Para Carlos Alcolea, ya desaparecido, y que formó parte de la Nueva Figuración Madrileña de los 80, la pintura era la asunción de un eterno infantil sin límites y una acusación a lo que no se intenta cuando algo es posible.
Una figuración en que la introspección visual se licua en formas reconocibles bajo otros significados, y en significantes cromáticos que ensayan envolturas que nos llevan hasta existencias perplejas en su propio suceso, en su confuso avatar.
En este homenaje a lo que se resiste a desaparecer, Alcolea media para arbitrar funambulescas fidelidades a lo que aspira a vivir dentro del espacio que les proporciona, cargado de una plasticidad que como ente en acción nunca deja de interrogarse.

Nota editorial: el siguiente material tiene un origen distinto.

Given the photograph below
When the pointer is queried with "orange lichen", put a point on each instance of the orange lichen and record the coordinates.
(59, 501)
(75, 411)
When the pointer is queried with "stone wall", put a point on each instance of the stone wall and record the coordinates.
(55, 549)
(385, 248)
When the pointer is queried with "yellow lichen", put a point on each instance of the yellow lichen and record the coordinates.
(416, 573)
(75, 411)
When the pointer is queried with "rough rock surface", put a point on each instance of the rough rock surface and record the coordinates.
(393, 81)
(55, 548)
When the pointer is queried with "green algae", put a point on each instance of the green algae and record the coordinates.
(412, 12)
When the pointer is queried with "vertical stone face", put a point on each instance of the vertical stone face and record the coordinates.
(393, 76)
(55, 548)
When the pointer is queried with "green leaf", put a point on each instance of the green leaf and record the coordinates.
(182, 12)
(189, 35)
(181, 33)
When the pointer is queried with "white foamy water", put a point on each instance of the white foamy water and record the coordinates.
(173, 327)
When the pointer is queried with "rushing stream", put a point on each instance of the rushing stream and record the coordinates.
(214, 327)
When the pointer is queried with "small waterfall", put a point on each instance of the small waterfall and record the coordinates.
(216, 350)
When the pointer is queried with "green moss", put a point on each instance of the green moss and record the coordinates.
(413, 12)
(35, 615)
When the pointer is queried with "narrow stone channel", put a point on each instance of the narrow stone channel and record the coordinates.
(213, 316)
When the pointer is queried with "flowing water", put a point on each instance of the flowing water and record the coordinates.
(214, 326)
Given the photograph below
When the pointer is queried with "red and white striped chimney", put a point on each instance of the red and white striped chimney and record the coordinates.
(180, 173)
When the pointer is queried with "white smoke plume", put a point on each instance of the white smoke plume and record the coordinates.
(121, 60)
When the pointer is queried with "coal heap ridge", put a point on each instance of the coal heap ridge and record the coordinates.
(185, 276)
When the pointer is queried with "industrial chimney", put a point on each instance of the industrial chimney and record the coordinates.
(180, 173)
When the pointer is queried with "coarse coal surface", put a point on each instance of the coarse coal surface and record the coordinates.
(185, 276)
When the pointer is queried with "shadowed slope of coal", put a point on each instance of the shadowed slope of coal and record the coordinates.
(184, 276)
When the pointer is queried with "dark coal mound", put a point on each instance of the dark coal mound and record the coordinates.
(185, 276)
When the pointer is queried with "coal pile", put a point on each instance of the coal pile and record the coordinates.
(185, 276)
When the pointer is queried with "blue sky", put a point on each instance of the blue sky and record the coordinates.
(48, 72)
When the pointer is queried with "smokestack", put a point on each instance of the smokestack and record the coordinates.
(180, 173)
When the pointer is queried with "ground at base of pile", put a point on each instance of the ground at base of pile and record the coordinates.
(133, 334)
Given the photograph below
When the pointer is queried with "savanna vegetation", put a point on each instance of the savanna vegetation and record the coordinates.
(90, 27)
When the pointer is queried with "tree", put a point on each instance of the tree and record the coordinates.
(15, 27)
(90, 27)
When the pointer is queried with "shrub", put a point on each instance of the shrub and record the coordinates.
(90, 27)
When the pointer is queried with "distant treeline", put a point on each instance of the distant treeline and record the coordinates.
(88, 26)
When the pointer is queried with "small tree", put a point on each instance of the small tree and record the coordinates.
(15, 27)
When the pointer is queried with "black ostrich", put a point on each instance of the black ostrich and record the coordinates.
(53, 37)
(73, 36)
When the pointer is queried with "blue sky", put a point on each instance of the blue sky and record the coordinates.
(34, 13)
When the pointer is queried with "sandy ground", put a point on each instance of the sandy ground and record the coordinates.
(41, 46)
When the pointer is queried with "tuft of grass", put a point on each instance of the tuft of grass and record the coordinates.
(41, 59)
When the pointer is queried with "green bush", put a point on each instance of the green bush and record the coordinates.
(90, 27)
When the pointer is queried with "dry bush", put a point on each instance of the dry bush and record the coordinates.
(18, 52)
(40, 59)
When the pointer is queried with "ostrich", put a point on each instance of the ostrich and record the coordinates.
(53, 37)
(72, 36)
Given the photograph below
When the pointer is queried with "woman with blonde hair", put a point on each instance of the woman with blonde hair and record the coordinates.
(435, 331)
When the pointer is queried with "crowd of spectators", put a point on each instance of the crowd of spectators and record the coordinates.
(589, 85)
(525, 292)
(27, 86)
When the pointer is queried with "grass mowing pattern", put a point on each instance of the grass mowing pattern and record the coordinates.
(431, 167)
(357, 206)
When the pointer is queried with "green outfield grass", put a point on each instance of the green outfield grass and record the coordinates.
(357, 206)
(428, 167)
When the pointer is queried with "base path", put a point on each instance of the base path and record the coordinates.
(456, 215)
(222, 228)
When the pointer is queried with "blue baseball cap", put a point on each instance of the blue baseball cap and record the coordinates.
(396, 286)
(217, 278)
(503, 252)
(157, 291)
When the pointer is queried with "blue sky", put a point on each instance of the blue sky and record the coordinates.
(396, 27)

Retratos de entelequias, de lugares insondables, de tiempos en los que lo inverosímil es más cierto que lo verosímil, de superficies de siluetas chinescas, todo eso nos depara una obra densa en que su contemplación es el reencuentro con lo que tenemos tan cercano y nunca vemos.
La lenta caricia de las olas sobre el malecón no acalla un amanecer de agonías fieras, de fuerzas ciegas y coléricas de tanta infelicidad. Mi amigo Humberto y yo nos abstenemos de bajar a ese infierno pues después no podríamos pintar nuestras sombras, que día a día se hacen más huesudas, hastiadas y livianas.